如表所示,对于每种数据格式,我们只需在Load_DataSet()函数中指定加载脚本的类型,以及指定一个或多个文件的路径的data_files参数。让我们首先从本地文件加载数据集;稍后我们将了解如何对远程文件执行相同的操作。

Loading a local dataset

加载本地数据集

For this example we’ll use the SQuAD-it dataset, which is a large-scale dataset for question answering in Italian.

在本例中,我们将使用Team-It数据集,这是一个大规模的意大利语问答数据集。

The training and test splits are hosted on GitHub, so we can download them with a simple wget command:

培训和测试拆分托管在GitHub上,所以我们可以通过一个简单的wget命令下载它们:

1
2
!wget https://github.com/crux82/squad-it/raw/master/SQuAD_it-train.json.gz
!wget https://github.com/crux82/squad-it/raw/master/SQuAD_it-test.json.gz

This will download two compressed files called SQuAD_it-train.json.gz and SQuAD_it-test.json.gz, which we can decompress with the Linux gzip command:

这将下载两个压缩文件,分别名为QUAND_IT-Train.json.gz和QUEAND_IT-Test.json.gz,我们可以使用Linuxgzip命令进行解压缩:

1
!gzip -dkv SQuAD_it-*.json.gz
1
2
SQuAD_it-test.json.gz:	   87.4% -- replaced with SQuAD_it-test.json
SQuAD_it-train.json.gz: 82.2% -- replaced with SQuAD_it-train.json

We can see that the compressed files have been replaced with SQuAD_it-train.json and SQuAD_it-test.json, and that the data is stored in the JSON format.

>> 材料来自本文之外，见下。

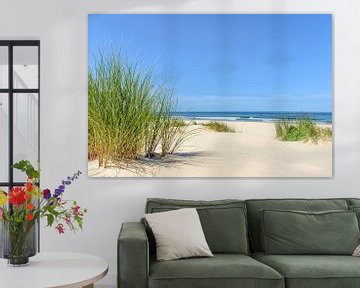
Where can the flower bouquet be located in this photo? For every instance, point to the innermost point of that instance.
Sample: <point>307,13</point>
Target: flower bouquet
<point>21,208</point>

我们可以看到,压缩后的文件已被替换为QUAND_IT-Train.json和QUAND_IT-Test.json,并且数据以JSON格式存储。

✎ If you’re wondering why there’s a ! character in the above shell commands, that’s because we’re running them within a Jupyter notebook. Simply remove the prefix if you want to download and unzip the dataset within a terminal.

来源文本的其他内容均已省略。